The sounds within TJR Elementary La Jardin de los Ninos, help provide the English translation - the garden of the children.
The garden is prolific.
"That's lettuce," a volunteer said.
"Kale," the students said.
"Yeah, that's right. Curly Kale," the volunteer replied.
Why does it flourish? Resilient Nacogdoches leader Jim Lemon has his own theory.
"I think it's because of the kids, "Lemon said. "A lot of the people say it's the sun, the water and the soil. I think it's the kids."
Last year, every child at TJR got about one day in the garden. Too many kids. Not enough time.
This year, the garden club is one of many electives second and fourth graders can select.
"We're going to have to cook these up pretty fast here," the volunteer said.
One on one instruction is provided for a manageable group that is genuinely interested in gardening and new ideas, like a chicken tractor.
"Which is a portable chicken coop," Lemon said. "So the chickens are actually preparing the soil for growing food."
"Scoot up underneath them.," said Anne Tindell, a volunteer. "Give them a lift."
"Okay, I got this," a student said.
This year, the Texas A&M Agriculture Extension Agency shared its Learn, Grow, Eat, and Go curriculum.
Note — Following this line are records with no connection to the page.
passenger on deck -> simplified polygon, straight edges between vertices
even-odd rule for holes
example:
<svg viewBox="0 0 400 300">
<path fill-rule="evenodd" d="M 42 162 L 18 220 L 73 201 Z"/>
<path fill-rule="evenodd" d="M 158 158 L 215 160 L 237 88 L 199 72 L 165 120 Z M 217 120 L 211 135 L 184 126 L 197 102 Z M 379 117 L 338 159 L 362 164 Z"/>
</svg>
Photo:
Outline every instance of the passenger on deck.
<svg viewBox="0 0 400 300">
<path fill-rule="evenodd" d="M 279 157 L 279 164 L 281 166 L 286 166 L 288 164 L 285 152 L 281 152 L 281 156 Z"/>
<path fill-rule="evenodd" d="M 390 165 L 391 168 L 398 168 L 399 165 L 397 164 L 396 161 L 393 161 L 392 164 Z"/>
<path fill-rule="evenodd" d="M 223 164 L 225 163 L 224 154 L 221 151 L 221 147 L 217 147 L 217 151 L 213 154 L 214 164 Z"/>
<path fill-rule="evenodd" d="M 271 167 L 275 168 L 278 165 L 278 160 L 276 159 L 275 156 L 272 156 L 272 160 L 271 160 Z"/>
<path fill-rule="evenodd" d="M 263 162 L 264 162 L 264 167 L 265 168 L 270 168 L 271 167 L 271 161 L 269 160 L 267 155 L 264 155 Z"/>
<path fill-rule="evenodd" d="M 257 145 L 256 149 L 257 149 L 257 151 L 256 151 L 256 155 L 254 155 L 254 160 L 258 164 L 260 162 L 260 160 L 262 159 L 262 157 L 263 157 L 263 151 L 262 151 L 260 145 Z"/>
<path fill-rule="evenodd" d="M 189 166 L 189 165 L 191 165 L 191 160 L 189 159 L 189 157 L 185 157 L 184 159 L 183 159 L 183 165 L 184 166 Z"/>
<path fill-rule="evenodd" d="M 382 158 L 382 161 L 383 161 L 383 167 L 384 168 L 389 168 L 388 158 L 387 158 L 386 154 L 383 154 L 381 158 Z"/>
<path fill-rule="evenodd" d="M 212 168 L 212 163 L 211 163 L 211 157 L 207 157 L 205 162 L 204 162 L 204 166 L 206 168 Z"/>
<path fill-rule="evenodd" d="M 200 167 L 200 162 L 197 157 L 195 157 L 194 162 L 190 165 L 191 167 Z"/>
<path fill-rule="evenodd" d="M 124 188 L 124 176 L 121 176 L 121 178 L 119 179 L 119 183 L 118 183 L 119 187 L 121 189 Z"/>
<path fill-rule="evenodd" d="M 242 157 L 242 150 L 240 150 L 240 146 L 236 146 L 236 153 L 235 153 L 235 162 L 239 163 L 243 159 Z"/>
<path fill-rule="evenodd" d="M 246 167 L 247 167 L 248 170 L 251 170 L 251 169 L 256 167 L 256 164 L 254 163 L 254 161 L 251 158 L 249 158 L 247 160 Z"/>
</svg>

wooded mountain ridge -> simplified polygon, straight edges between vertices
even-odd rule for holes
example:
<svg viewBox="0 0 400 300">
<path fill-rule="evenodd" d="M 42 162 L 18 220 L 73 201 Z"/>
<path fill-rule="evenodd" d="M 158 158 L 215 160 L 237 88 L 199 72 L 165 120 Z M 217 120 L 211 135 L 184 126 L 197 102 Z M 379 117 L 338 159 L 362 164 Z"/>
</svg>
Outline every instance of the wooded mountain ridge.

It tracks the program's success.
"Do you like to eat tomatoes?" a volunteer asked.
"Yes," a student replied.
"So what we're trying to do is to prove to the world that needs numbers that what we're doing is a really good thing," Lemon said.
On the high school level, the Organic Living Club is helping Somalis and people of other ethnic backgrounds grow up in a field of tolerance.
"We're doing a lot of things on this campus to heal hurts and I'm really proud to be a part of that," said Cathy Pruett, a teacher at NHS.
It's a lot more than just growing something good to eat.
Keep Nacogdoches Beautiful recently awarded seven NISD campuses funds to create gardens and implement recycling programs.